Via The New York Times, an op-ed: The Scary Shortage of Infectious-Disease Doctors. Is this also true of countries with reasonable health-insurance systems? Excerpt:
Many have heard of the rise of drug-resistant infections. But few know about an issue that’s making this threat even scarier in the United States: the shortage of specialists capable of diagnosing and treating those infections.
Infectious diseases is one of just two medicine subspecialties that routinely do not fill all of their training spots every year in the National Resident Matching Program (the other is nephrology). Between 2009 and 2017, the number of programs filling all of their adult-infectious-disease training positions dropped by more than 40 percent.
This could not be happening at a worse time. Antibiotic-resistant microbes, known as superbugs, are pinballing around the world, killing hundreds of thousands of people every year. The Times recently reported on Candida auris, a deadly new fungus that has infected hospital patients in Illinois, New Jersey and New York.
Everyone who works in health care agrees that we need more infectious-disease doctors, yet very few actually want the job. What’s going on?
The problem is that infectious-disease specialists care for some of the most complicated patients in the health care system, yet they are among the lowest paid. It is one of the only specialties in medicine that sometimes pays worse than being a general practitioner. At many medical centers, a board-certified internist accepts a pay cut of 30 percent to 40 percent to become an infectious-disease specialist.
This has to do with the way our insurance system reimburses doctors. Medicare assigns relative value units to the thousands of services that doctors provide, and these units largely determine how much physicians are paid. The formula prioritizes invasive procedures over intellectual expertise.
The problem is that infectious-disease doctors don’t really do procedures. It is a cognitive specialty, providing expert consultation, and insurance doesn’t pay much for that.
For example, I recently diagnosed a case of fungal pneumonia. To arrive at this diagnosis took hours: first, speaking with the patient’s primary care doctor and pulmonologist, followed by a long stretch reviewing chest X-rays and other imaging studies with a radiologist, before examining the cells in the patient’s lung tissue under a microscope to confirm the diagnosis and report back to the anxious patient and family. Most of this work was done free.

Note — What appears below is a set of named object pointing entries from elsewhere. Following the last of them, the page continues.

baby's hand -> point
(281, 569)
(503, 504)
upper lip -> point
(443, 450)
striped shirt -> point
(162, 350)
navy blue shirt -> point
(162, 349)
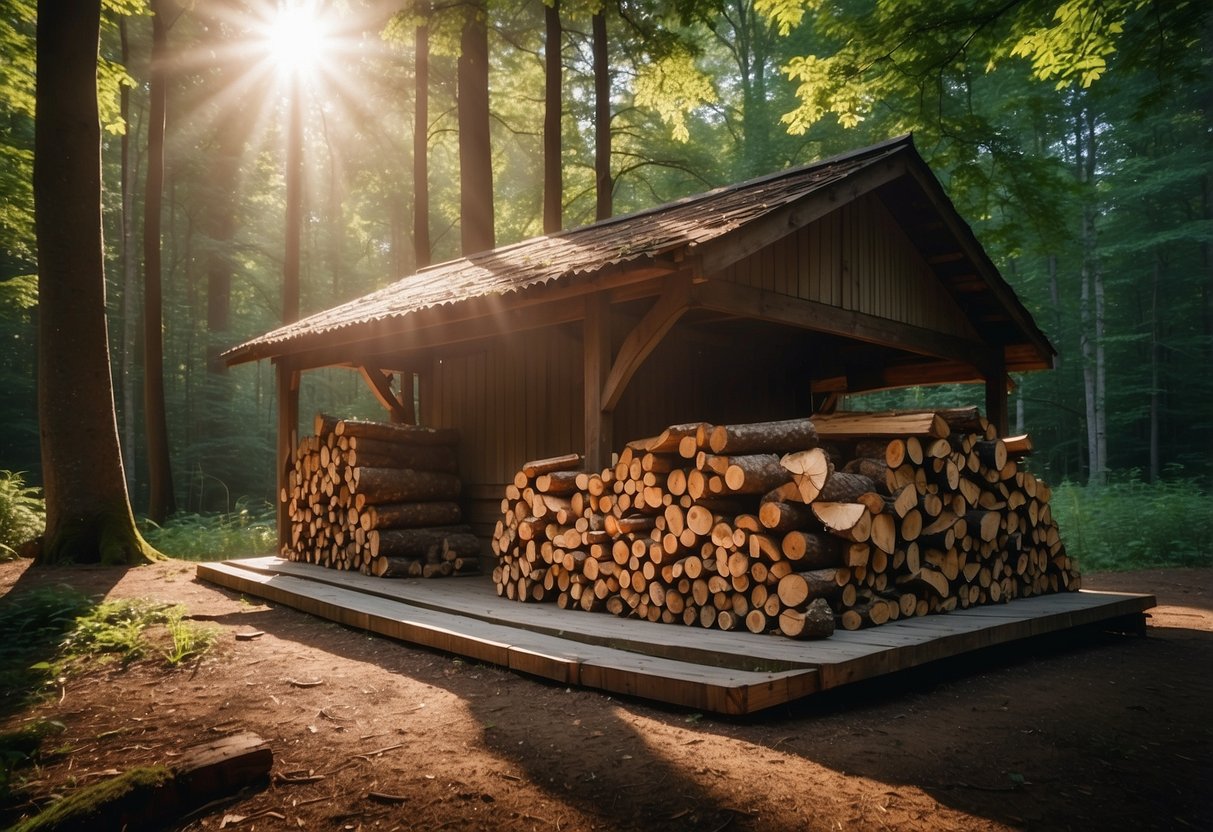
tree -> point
(553, 178)
(160, 495)
(474, 146)
(89, 514)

A generation ago, most well-rounded doctors knew what to do when a patient developed a fever. Not anymore. New threats like Candida auris pop up all the time, and to identify a deadly pathogen, we often have to use a sophisticated technique called matrix-assisted laser desorption ionization time-of-flight mass spectrometry. As the name suggests, it requires a bit of expertise.
Back in the day, there were only a handful of reliable antibiotics to choose from. But as more bugs have emerged, and more have become resistant to standard treatments, we’ve had to develop new drugs to fight them. The good news is that in 2018, the Food and Drug Administration approved a cadre of new antibiotics to confront the rising threat of superbugs, including eravacycline, plazomicin and omadacycline, and we can expect even more this year. But very few physicians know how to use these powerful new drugs. Many don’t even know how to pronounce them.
Infectious-disease specialists are often the only health care providers in a hospital — or an entire town — who know when to use all of the new antibiotics (and when to withhold them). These experts serve as an indispensable cog in the health care machine, but if trends continue, we won’t have enough of them to go around.
The terrifying part is that most patients won’t even know about the deficit. Your doctor won’t ask a specialist for help because in some parts of the country, the service simply won’t be available. She’ll just have to wing it.